Tom Boast, vice president of the Prospect Heights Neighborhood Development Council, an organization that has long supported residential parking permits, said the point was not to guarantee parking for residents, but to discourage people from driving to the arena.
"We still don’t see any disincentives to drive," he said. "At every turn, there’s more incentives to drive. ... When you read the study that’s your conclusion: 'Oh, there’s free parking there.'"

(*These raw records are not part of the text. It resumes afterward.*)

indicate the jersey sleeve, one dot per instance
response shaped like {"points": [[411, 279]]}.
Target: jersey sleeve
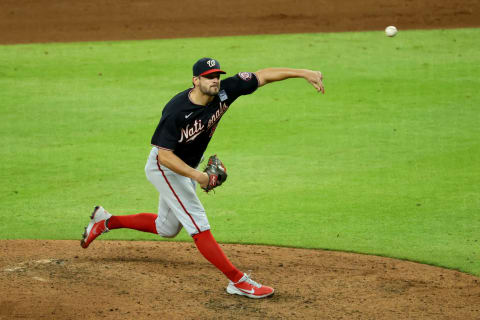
{"points": [[240, 84], [166, 134]]}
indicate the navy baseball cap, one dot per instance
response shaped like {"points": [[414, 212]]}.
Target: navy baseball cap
{"points": [[206, 66]]}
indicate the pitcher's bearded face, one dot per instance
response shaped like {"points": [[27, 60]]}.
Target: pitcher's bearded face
{"points": [[209, 84]]}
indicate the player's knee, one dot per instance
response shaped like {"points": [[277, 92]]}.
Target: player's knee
{"points": [[169, 232]]}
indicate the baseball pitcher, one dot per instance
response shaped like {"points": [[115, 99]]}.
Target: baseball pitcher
{"points": [[186, 126]]}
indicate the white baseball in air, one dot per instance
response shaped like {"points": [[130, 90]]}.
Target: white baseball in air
{"points": [[391, 31]]}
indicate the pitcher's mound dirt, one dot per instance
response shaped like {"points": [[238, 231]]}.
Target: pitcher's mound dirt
{"points": [[167, 280]]}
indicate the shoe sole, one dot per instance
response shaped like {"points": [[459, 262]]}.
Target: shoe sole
{"points": [[234, 290], [89, 228]]}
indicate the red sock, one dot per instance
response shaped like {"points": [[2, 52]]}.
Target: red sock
{"points": [[142, 222], [210, 249]]}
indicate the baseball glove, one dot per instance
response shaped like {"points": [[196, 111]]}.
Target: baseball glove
{"points": [[217, 173]]}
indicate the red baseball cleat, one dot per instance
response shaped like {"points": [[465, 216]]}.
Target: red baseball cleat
{"points": [[96, 227], [249, 288]]}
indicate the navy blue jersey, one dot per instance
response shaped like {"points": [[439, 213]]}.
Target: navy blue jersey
{"points": [[186, 128]]}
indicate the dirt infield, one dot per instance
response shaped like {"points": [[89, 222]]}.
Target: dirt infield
{"points": [[166, 280], [24, 21]]}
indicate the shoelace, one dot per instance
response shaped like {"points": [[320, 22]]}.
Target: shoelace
{"points": [[253, 283]]}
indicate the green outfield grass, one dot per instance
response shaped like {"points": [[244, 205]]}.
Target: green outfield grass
{"points": [[386, 162]]}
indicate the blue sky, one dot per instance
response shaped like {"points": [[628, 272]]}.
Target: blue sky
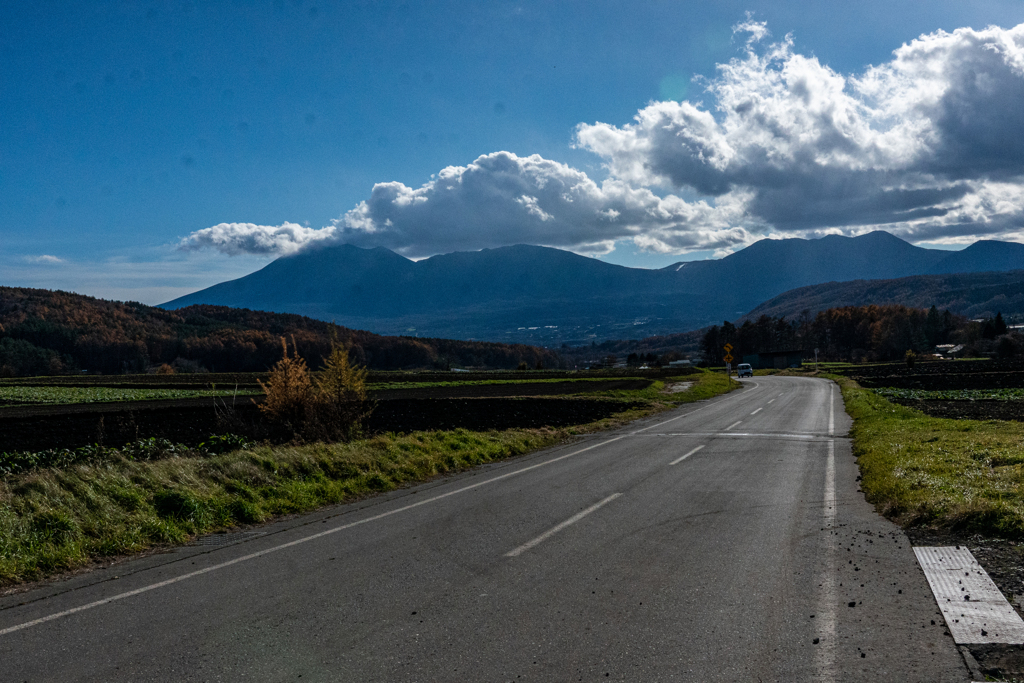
{"points": [[127, 129]]}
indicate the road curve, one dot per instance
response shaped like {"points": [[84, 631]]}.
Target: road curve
{"points": [[726, 541]]}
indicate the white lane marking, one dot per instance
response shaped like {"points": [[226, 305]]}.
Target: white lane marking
{"points": [[686, 415], [555, 529], [975, 610], [824, 656], [802, 435], [245, 558], [290, 544], [679, 460], [832, 411]]}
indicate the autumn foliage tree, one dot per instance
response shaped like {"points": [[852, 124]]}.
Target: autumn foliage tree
{"points": [[328, 407]]}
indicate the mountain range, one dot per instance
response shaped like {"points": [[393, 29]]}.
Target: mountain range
{"points": [[976, 295], [544, 295]]}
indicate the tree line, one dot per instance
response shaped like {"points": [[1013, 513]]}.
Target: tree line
{"points": [[46, 332]]}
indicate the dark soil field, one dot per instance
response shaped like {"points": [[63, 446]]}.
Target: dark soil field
{"points": [[949, 376]]}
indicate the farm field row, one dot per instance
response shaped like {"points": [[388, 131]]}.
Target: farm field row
{"points": [[62, 395], [69, 395], [159, 493]]}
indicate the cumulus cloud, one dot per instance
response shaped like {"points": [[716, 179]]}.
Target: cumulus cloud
{"points": [[235, 239], [45, 259], [927, 145], [503, 199]]}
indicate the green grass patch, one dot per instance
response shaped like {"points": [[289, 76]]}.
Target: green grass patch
{"points": [[964, 475], [382, 386], [57, 395], [56, 518], [952, 394]]}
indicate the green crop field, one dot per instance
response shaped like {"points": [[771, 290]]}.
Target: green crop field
{"points": [[54, 395]]}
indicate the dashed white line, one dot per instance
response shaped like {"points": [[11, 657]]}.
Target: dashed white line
{"points": [[825, 654], [312, 537], [679, 460], [555, 529]]}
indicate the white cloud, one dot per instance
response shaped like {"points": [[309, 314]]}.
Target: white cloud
{"points": [[235, 239], [45, 259], [503, 199], [927, 145]]}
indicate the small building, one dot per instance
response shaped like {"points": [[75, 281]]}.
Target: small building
{"points": [[775, 359]]}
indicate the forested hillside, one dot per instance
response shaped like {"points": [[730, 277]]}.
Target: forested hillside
{"points": [[48, 333]]}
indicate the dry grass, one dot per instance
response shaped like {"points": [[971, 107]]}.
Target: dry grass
{"points": [[958, 474], [56, 519]]}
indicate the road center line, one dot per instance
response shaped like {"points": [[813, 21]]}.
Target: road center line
{"points": [[832, 410], [555, 529], [297, 542], [679, 460], [313, 537], [824, 658]]}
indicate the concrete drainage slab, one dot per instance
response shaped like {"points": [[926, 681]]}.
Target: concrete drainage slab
{"points": [[975, 609]]}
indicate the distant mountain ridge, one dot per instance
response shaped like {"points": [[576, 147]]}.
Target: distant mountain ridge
{"points": [[544, 295], [972, 294]]}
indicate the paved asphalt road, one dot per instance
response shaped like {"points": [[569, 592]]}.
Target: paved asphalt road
{"points": [[612, 558]]}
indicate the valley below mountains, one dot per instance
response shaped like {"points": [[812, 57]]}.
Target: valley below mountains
{"points": [[540, 295]]}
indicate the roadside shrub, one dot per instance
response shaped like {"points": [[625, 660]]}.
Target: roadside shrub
{"points": [[289, 390], [328, 408], [178, 505]]}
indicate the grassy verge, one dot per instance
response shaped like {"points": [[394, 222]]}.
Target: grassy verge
{"points": [[964, 475], [54, 519]]}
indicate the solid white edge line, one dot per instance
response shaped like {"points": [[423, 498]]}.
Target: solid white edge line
{"points": [[313, 537], [555, 529], [832, 410], [679, 460]]}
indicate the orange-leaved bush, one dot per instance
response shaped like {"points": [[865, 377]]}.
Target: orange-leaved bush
{"points": [[329, 406]]}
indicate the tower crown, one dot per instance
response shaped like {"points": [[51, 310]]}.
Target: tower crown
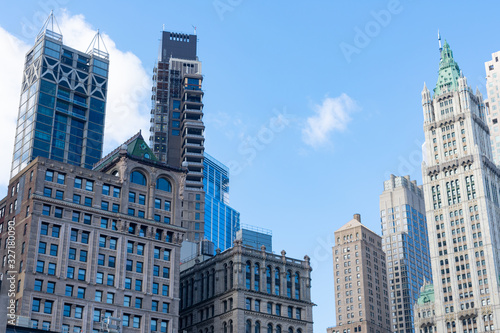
{"points": [[449, 72]]}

In addition, he doesn't think Yankee Stadium is a good comparison, because parking garages around Yankee Stadium are much closer than the ones identified by the and while people might be willing to walk from a garage to a summer baseball game, they would be less likely to do so for a basketball game on a cold winter night.
"It's pretty disappointing because it seemed to be such a dismissal of RPP as a consideration," he said.
The DOT study concluded that "curb regulations and game and event day traffic management" would be a better way of "ensuring safety and limiting quality of life impacts of game day parking," but Boast noted that the study didn't give any indication of how it would implement those strategies.
"They haven’t advanced the ball at all," he said.
But while residential parking permits have strong support among area civic groups, not all community members are as enthusiastic.
Eustace L. Greaves Jr. who owns on Bergen Street at Vanderbilt Avenue said he was worried a residential parking permit program might not provide permits for business owners.
"Many of us are in the neighborhood much more during the day than people who live here," he said. "I would like to know that our vehicles wouldn’t be kicked out of the neighborhood because we’re not residents."
"It’s all in the implementation," he added. "Do we take into the needs of the business community into account or not?"
DOT officials promised Boast and other PHNDC members that it would review the situation once the arena opens in September, Boast said.